Инстинкт отбросил его вправо, к Карине, центр тяжести тоже сместился на волосок вправо, но и этого оказалось достаточным, чтобы удержать машину от клевка на левую ступицу. Мимо промчался бешеный "Икарус", счастливо разминувшийся с отлетевшим колесом. Еремеев остановил "джип" и отправился за потерей. Молча принес колеса, молча достал инструменты, молча завернул гайки. Осмотрел остальные колеса. Все они были прочно закреплены заводской сборкой. Он вернулся за руль и медленно двинулся по правому ряду.
- Странный папаша у твоего ребенка. Второй раз не знает, как укокошить мать своего наследника…
Карина искоса метнула в него испуганный взгляд.
- Если бы колесо отлетело у нового "запорожца", - продолжил свою мысль Еремеев, - я бы поверил, что это брак сборки. Но у нового "джипа"… Про вещего Олега помнишь? Он хотел, чтобы это было про меня - "и принял он смерть от коня своего".
Карина достала сигарету, нервно безуспешно попыталась прикурить ее. Удалось с третьего раза.
- Можешь ехать чуть быстрее?
- Нет. Боюсь новых сюрпризов, которые могут повредить будущей матери. И вообще, завязывай с курением.
- Я очень больно тебе сделала?
- Не больнее, чем этой машине…
- Я бы не сказала, что ты очень бесчувственный.
- Рабы не имеют права на чувства сильнее голода. А мы с тобой - клейменые рабы. Любовь, ревность - это теперь не для нас.
- Я сделаю аборт. Я слишком много пила этим летом.
- Если ты решилась на это, то надо было делать в Вене.
- Исключено!
- В Вене это сделали бы на европейском уровне.
- Ты плохо читал условия контракта. Мы не имеем права обращаться ни в какие иные клиники, кроме врачей Гербария в Засенежье.
- А как он узнает, если вся операция длится час-другой?..
- Разве он тебе не говорил, что если кто-то попытается вытащить у нас эти штучки, - она постучала пальцем под левой грудью, - то это сразу конец?
- Поставлены на неизвлекаемость. Как мины.
- Наверное…
- Ты скажешь шефу про колесо?
- Нет.
- Ты должен сказать. Иначе все это может повториться и вовсе не столь удачно для нас. Леон тебя ненавидит.
- Уж в этом-то я никогда не сомневался.
- Ты должен расставить все точки над "i".
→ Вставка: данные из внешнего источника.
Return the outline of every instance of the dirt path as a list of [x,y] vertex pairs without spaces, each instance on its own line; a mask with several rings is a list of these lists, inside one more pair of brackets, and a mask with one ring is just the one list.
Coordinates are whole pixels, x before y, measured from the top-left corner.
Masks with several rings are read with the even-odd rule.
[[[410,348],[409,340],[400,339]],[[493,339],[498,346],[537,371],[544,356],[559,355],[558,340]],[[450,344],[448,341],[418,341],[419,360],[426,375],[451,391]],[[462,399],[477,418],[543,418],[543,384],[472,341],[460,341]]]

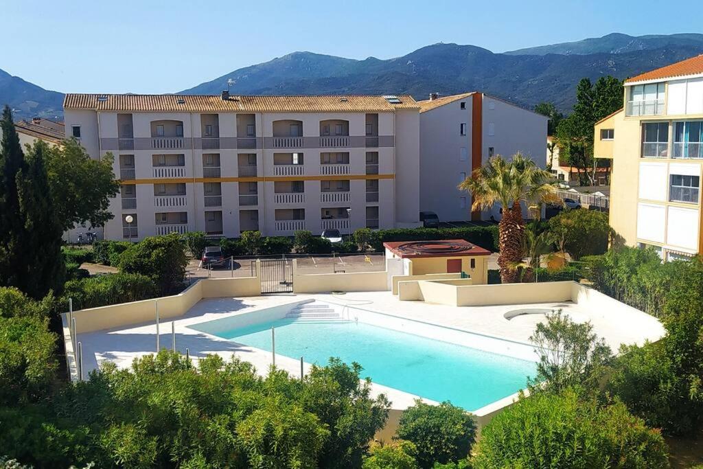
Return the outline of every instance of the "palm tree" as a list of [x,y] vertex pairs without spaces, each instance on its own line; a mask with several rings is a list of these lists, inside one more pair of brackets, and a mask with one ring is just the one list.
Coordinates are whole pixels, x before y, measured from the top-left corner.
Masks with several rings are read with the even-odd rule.
[[472,210],[501,205],[503,217],[498,226],[501,280],[503,283],[517,281],[519,272],[515,266],[522,262],[524,252],[520,204],[524,203],[528,210],[536,210],[542,203],[555,200],[556,181],[549,172],[518,152],[510,161],[500,155],[490,158],[459,184],[459,188],[471,193]]

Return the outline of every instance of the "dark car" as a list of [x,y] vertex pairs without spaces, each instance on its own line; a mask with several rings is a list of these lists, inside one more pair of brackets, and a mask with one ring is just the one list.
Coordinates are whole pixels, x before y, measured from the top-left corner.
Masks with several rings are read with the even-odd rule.
[[434,212],[420,212],[420,221],[425,228],[439,228],[439,217]]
- Я скажу только то, что было - отскочило колесо. Без выводов. Пока что у меня нет никаких прямых улик.
- Я сама ему скажу!
- Как хочешь.
До самого дома ехали молча. Слушали "Радио-один", программу "Ретро", песни из предыдущих трех жизней Еремеева.
Светит незнакомая звезда,
Снова мы оторваны от дома…
Боже, неужели это уже ретро, архив?
Поднялись на двадцатый этаж. В квартире надрывался телефон. Карина сняла трубку и тут же передала ее Еремееву.
- Олег? Срочно приезжайте ко мне! - голос Германа Бариевича был очень взволнован. - Запишите адрес: улица Солянка, дом…
Дом этот - серую многоэтажную громадину, выстроенную Союзом русских купцов из сборного железобетона в начале века, Еремеев хорошо знал, так как в примыкающем к нему Мало-Ивановском монастыре находилась Высшая школа МВД. Он легко нашел парадный подъезд дома, украшенный летящими лепными богинями с венками и фанфарами в руках, вошел в кабину старинного лифта с полированной скамеечкой и бронзовыми кнопками. Панель красного дерева со следами бывшего там когда-то зеркала перечеркивала броская надпись, жирно начертанная черным маркером: "Welcome to hell!" ("Добро пожаловать в ад!"). Изучая эмблемы рок-групп, испещрявшие стены, потолок и даже скамеечку кабины, Еремеев доехал до пятого этажа.
Дверь открыл ему Леонкавалло и молча повел к шефу.